Lavoro: Merkel, per ora, promuove Renzi

Lavoro: Merkel, per ora, promuove Renzi
Si è conclusa, a Milano, la riunione sul lavoro dell’Unione Europea. Il vertice è stato fortemente voluto dalla Presidenza del semestre italiano nell’Unione. A Milano è arrivato il Presidente del Consiglio Matteo Renzi, malgrado le tensioni romane ed il voto di fiducia sul cosiddetto Jobs Act che non è stato ancora concluso nelle aule parlamentari. Solo nella notte o domani il voto di fiducia sul maxiemendamento. A Milano, comunque, Renzi ha dettato la linea della sua Amministrazione e ieri ha voluto ribadirla davanti a Capi di Sato e di Governo e ministri del lavoro. “Chi vuole cambiare il mondo e ha paura di guardarsi allo specchio – ha detto Renzi – non è credibile: l’Italia sarà credibile nella sua volontà di riforme solo se porterà a casa quelle che ha promesso da trent’anni e messo in cantiere negli ultimi sei mesi.  Il dibattito tra austerity e crescita, così come lo stiamo facendo – ha proseguito il premier – non solo sui giornali ma anche nei corridoi di Bruxelles tra tecnici e funzionari, rischia di uccidere la prima vittima: il buon senso.  Senza crescita non c’è lavoro, senza lavoro non c’è dignità e senza dignità non c’è Europa: tornare a porre l’attenzione sulla crescita significa chiedere all’Europa di tornare ad essere se stessa. Un’azienda che non investe è finita. Un Paese che non cambia è morto. Un’Europa che pensa solo ai vincoli è arida. Se trasformiamo l’Europa in una commissione che fa gli esami e fa le pulci ai Paesi membri, ai governi liberamente eletti, forse stiamo rispettando le regole della burocrazia, ma certo stiamo uccidendo la speranza della politica. Se l’Europa “diventa solo luogo non più di ideali ma di controlli, solo controlli, questo è paradossalmente il più grande regalo che possiamo fare all’antipolitica”.
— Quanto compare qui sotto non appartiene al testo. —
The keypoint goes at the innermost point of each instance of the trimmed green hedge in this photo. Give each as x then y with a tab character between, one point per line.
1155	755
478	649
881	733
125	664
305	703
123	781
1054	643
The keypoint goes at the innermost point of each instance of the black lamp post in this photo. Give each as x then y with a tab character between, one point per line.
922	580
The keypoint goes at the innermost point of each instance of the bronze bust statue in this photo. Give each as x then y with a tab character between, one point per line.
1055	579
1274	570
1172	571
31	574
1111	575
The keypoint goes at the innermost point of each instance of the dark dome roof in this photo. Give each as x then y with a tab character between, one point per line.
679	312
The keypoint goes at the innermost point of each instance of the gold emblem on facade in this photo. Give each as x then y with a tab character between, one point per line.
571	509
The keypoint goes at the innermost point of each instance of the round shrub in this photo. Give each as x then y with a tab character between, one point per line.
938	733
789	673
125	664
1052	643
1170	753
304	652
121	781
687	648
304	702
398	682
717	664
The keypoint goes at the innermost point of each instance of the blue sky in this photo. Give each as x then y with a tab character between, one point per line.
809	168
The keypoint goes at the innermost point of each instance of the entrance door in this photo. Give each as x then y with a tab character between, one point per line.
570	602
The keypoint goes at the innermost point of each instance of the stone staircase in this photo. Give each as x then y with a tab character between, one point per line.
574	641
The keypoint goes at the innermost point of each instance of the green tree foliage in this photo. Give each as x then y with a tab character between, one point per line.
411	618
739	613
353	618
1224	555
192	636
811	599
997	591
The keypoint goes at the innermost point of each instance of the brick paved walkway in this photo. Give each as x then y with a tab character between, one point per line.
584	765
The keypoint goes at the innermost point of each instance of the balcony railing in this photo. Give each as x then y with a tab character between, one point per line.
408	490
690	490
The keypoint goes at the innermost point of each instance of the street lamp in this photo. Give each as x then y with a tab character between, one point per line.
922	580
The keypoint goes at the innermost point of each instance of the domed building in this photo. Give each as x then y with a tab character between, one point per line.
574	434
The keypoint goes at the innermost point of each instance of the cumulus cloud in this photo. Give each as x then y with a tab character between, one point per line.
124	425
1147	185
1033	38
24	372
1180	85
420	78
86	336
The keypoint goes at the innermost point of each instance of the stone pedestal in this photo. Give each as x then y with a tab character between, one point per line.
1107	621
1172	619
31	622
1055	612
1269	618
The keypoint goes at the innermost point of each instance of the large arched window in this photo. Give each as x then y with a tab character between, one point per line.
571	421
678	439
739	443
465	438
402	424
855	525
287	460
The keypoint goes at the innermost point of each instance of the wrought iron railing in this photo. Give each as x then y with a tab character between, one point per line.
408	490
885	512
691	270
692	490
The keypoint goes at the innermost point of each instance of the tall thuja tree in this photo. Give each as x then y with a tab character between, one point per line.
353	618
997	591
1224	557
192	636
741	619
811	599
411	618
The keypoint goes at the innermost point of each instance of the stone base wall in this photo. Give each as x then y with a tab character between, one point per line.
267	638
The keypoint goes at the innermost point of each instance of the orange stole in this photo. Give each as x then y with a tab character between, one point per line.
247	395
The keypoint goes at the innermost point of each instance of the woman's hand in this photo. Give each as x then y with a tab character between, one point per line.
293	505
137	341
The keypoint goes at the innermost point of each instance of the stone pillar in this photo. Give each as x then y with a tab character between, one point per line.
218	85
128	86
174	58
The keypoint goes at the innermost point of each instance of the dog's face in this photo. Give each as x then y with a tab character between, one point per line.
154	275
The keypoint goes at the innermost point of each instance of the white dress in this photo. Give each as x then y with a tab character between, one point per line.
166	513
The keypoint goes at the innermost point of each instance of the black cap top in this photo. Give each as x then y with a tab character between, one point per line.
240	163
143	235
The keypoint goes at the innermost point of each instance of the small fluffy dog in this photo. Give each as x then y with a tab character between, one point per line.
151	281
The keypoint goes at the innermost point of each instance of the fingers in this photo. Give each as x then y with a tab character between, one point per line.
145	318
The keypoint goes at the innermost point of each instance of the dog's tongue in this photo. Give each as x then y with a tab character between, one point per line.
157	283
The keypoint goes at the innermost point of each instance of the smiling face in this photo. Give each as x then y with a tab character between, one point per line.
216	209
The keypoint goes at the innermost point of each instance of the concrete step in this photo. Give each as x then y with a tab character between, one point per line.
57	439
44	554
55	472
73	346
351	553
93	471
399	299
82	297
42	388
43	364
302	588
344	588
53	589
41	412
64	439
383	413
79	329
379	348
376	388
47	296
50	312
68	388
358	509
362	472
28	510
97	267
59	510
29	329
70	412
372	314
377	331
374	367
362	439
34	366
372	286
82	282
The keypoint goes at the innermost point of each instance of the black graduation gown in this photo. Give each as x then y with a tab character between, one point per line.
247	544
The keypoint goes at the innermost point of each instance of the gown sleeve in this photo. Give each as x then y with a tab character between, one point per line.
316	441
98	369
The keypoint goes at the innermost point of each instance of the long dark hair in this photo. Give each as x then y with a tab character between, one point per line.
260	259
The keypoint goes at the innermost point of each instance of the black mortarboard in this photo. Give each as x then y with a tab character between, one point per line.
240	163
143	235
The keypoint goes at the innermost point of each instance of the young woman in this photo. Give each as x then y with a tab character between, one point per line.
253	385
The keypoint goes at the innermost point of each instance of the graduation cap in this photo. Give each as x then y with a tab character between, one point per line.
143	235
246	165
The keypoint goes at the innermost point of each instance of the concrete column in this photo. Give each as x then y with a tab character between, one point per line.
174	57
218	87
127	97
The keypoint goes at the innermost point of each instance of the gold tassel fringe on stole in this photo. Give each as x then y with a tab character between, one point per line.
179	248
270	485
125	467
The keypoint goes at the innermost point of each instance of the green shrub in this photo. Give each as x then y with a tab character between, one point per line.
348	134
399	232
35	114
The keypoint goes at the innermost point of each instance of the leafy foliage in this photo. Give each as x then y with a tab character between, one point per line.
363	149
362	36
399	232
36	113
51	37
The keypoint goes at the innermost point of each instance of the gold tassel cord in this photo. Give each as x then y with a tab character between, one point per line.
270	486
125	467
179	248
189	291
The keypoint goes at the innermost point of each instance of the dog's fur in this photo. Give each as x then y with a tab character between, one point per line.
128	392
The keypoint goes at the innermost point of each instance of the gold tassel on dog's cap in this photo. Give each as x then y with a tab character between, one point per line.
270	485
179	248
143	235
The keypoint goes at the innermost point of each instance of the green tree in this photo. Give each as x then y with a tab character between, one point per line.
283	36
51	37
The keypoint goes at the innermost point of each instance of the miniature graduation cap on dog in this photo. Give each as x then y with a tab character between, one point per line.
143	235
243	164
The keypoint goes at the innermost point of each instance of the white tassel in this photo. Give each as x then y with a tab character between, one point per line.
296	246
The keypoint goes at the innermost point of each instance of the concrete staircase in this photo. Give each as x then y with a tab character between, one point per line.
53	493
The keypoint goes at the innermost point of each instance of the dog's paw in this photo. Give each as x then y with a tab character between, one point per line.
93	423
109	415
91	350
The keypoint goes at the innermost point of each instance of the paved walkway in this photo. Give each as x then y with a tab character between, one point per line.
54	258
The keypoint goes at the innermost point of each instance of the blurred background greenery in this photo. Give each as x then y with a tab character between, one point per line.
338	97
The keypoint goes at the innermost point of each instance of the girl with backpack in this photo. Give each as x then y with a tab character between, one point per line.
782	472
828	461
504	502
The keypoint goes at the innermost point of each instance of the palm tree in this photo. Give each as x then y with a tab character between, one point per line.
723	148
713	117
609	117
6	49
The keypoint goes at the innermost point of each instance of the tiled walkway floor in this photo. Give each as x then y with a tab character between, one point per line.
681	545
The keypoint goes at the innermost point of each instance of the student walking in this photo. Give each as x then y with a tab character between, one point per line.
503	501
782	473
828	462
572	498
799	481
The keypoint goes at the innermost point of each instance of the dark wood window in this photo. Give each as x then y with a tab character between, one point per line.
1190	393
Ed è proprio su questo punto che alcuni leader europei, tra questi la Merkel e Schultz hanno fatto i complimenti per le accelerazioni compiute nell’ultimo periodo dal nuovo Esecutivo. Schultz ,Presidente del parlamento europeo, ha tessuto le lodi parlando di Governo italiano fantastico. “Sta facendo il massimo per mobilitare gli investimenti e io sostengo il governo italiano in questo. I leader europei devono trovare una strategia per il rilancio dell’occupazione, velocemente. Non può esserci alcun aggiustamento di bilancio – ha continuato ancora Schultz- se non si sostiene la crescita, e che per sostenere la crescita occorre un piano di investimenti pubblici e privati. Spero che siano usati i 6 miliardi disponibili per il fondo dell’occupazione giovanile. Non metteremo a posto i bilanci pubblici senza crescita, pertanto stimolare la crescita attraverso investimenti pubblici e privati è la soluzione. Fare solo tagli non ha senso”. Sulla linea dell’assoluta rigidità, a Milano fa un piccolo passo indiettro la Cancelliera Merkel che alla fine ha dovuto riconoscere che sul fronte dell’occupazione si devono “eliminare le barriere presenti nel mercato del lavoro e l’Italia sta facendo un passo importante con il Jobs Act. L’Italia sta adottando iniziative molto importanti per combattere la disoccupazione” – ha riconosciuto la leder tedesca per poi però precisare sui temi che riguardano gli investimenti Poi la precisazione sul piano d’investimenti europei: “E’ importante investire, ma ancor di più investire bene”.